One of the few remaining proprietary Windows applications that I use is FrontPage to maintain the Suneido web site. Originally, someone else set up the web site with FrontPage and I just continued to use it. There’s nothing particularly wrong with FrontPage, but I’d rather not be dependent on any proprietary tools (and I’d prefer to use open source ones).
FrontPage has lots of features, but the main one I’m dependent on is its “include” facility. I really don’t want to live without this – duplicating the common header, menu, and footer on every page seems like a maintenance nightmare. One option would be to use “server side includes” (SSI). One problem with this is that not all web servers have SSI, or have it disabled for various reasons. I could probably get our ISP to enable SSI, but there’s another problem. When you view the pages locally, you wouldn’t see the includes.

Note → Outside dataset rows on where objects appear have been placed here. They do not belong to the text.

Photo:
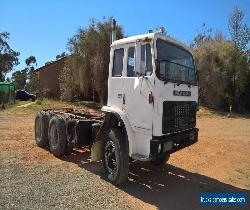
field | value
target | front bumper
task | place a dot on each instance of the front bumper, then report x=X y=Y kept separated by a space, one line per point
x=160 y=145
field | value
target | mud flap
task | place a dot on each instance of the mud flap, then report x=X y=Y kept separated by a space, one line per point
x=96 y=151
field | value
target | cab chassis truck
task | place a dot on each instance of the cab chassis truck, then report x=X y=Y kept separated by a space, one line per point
x=150 y=112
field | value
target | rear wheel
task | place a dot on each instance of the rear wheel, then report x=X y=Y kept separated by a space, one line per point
x=57 y=136
x=115 y=156
x=41 y=129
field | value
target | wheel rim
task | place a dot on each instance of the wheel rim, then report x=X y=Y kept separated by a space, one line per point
x=38 y=128
x=53 y=134
x=110 y=157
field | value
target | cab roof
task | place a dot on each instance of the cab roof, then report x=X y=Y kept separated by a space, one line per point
x=154 y=35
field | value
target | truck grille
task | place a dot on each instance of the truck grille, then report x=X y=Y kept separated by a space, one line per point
x=178 y=115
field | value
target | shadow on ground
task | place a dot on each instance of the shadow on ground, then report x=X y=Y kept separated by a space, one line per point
x=165 y=188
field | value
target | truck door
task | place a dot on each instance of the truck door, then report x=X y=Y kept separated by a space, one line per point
x=115 y=90
x=138 y=70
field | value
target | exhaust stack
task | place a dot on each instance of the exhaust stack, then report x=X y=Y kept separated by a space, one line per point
x=113 y=38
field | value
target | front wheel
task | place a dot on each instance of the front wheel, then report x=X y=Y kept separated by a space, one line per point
x=115 y=156
x=57 y=136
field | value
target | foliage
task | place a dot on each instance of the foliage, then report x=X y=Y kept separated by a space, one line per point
x=223 y=70
x=69 y=78
x=8 y=57
x=90 y=47
x=32 y=78
x=27 y=78
x=60 y=56
x=239 y=31
x=19 y=78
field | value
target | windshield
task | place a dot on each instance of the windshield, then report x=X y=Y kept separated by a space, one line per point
x=174 y=63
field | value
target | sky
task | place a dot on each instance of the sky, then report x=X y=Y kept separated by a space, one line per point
x=43 y=27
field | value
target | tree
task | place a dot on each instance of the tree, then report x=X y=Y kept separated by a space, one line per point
x=8 y=57
x=240 y=34
x=19 y=78
x=239 y=31
x=32 y=78
x=60 y=56
x=91 y=45
x=223 y=72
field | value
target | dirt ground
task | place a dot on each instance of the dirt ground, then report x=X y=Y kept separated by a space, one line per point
x=219 y=162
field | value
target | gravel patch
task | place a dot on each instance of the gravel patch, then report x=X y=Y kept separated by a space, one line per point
x=47 y=187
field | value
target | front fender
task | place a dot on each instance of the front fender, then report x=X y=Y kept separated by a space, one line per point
x=122 y=116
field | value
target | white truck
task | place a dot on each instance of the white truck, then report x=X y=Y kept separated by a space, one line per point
x=150 y=113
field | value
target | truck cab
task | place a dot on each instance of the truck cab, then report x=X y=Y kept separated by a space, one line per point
x=150 y=113
x=153 y=89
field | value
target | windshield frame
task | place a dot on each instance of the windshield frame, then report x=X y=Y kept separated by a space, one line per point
x=157 y=64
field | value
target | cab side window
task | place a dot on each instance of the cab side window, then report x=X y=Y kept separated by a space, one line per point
x=131 y=62
x=118 y=62
x=146 y=60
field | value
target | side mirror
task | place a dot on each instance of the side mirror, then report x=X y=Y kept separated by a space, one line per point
x=157 y=67
x=198 y=77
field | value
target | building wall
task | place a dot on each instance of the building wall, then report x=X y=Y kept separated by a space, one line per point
x=48 y=79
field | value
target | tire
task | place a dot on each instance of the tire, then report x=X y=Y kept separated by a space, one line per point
x=41 y=129
x=57 y=136
x=115 y=156
x=161 y=161
x=70 y=126
x=95 y=128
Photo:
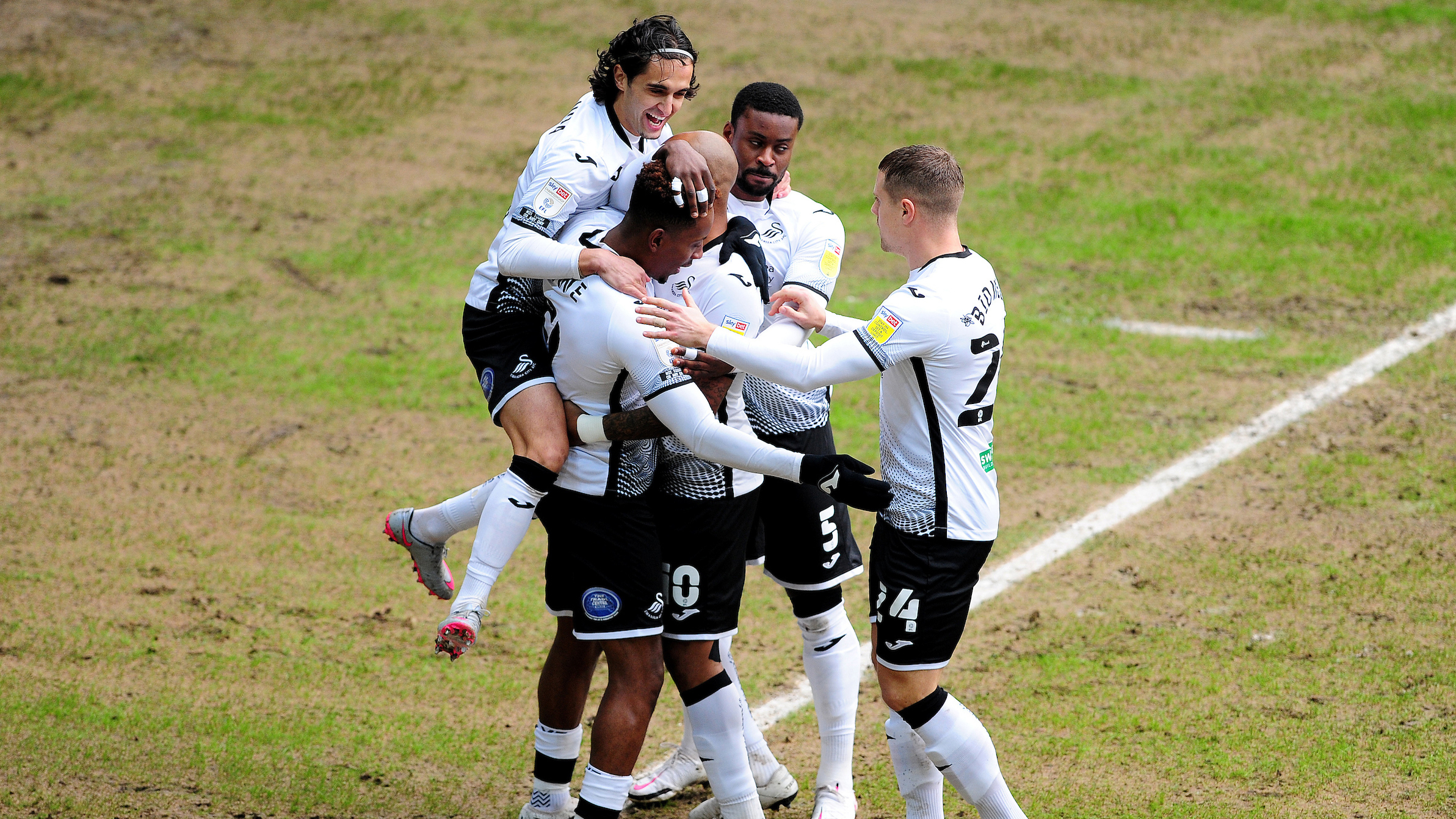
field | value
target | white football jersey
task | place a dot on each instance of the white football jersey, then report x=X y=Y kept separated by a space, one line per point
x=804 y=245
x=940 y=341
x=727 y=297
x=603 y=364
x=571 y=171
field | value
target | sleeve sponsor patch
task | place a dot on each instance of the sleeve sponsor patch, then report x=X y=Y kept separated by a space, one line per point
x=883 y=325
x=734 y=325
x=664 y=351
x=552 y=198
x=829 y=262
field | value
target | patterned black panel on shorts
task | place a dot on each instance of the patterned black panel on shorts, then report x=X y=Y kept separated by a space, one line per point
x=519 y=296
x=778 y=411
x=913 y=510
x=683 y=475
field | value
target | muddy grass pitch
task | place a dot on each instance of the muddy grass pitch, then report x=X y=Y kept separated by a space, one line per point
x=233 y=244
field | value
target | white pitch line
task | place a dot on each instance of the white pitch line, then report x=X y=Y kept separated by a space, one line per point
x=1183 y=331
x=1159 y=486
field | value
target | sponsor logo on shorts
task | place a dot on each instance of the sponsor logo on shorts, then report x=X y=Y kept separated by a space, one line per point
x=600 y=604
x=523 y=366
x=883 y=325
x=734 y=325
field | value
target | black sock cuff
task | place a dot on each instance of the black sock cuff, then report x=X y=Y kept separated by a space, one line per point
x=552 y=770
x=813 y=604
x=589 y=810
x=705 y=690
x=921 y=713
x=536 y=476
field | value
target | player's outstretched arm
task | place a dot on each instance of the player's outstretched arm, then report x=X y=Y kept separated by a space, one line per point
x=800 y=369
x=634 y=425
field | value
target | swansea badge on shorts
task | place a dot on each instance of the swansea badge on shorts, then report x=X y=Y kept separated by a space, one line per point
x=600 y=604
x=488 y=381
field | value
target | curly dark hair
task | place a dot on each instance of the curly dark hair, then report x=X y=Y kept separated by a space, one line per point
x=768 y=98
x=653 y=203
x=636 y=48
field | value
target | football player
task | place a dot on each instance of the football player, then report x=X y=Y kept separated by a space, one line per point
x=803 y=536
x=604 y=562
x=641 y=81
x=938 y=342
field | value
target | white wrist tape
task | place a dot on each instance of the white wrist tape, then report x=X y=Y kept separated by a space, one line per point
x=589 y=428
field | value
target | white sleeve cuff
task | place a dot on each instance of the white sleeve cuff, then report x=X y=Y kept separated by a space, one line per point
x=589 y=428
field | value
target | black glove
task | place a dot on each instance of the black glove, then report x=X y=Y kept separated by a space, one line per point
x=743 y=239
x=844 y=479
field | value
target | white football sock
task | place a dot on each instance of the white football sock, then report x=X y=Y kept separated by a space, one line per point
x=687 y=747
x=718 y=735
x=919 y=782
x=557 y=752
x=449 y=518
x=503 y=524
x=761 y=759
x=603 y=790
x=960 y=747
x=832 y=664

This would make it hard to see what the pages would look like without either publishing them, or setting up a local web server. FrontPage gets around this by physically duplicating the common content, but marking it with special HTML comments so it can update these sections when the included file changes. It looks like this:
<!--webbot bot="Include" U-Include="dload_inc.htm" TAG="BODY" startspan --> ... <!--webbot bot="Include" i-checksum="7502" endspan -->
I like this approach since it means you can view the files locally and see what the end result will look like, but you can still update the common parts in one place.
If I could reproduce this part of FrontPage, I figure I can live without the rest of its features. It doesn’t seem too hard to write a simple tool to go through a bunch of HTML files and update any included sections. This isn’t all the FrontPage include facility does, but it would be enough for what I need.
Suneido is not necessarily the best option to write this kind of standalone tool. It has a large exe (relative to what’s required – 1.2mb isn’t really that big these days). A C++ program could be fast and small. Or you could use Perl, Python, Ruby, Lua, or one of the other “scripting” languages that are designed for this type of application. But, not surprisingly, I’m most familiar with Suneido, and while perhaps not “ideal”, it’s certainly up to the task. And it never hurts to “eat your own dogfood” (i.e. use your own tools).
I chose the following markup:
<!--htminc filename --> ... <!--endinc filename -->
is an HTML comment, so the markup will be ignored by other tools. Other than that, the specific markup isn’t that critical. I decided the tool should process all the files in a directory.
I started by writing a test. Here’s the shell:
HtmIncludeTest
Test { Setup() { CreateDirectory('htminc', NULL) } Teardown() { for file in Dir('htminc/*.*') DeleteFile('htminc/' $ file) RemoveDirectory('htminc') super.Teardown() } }
Within Suneido (and other languages) I like to use forward slashes in file pathnames to avoid any problems like “bin\tools” turning into “binools”.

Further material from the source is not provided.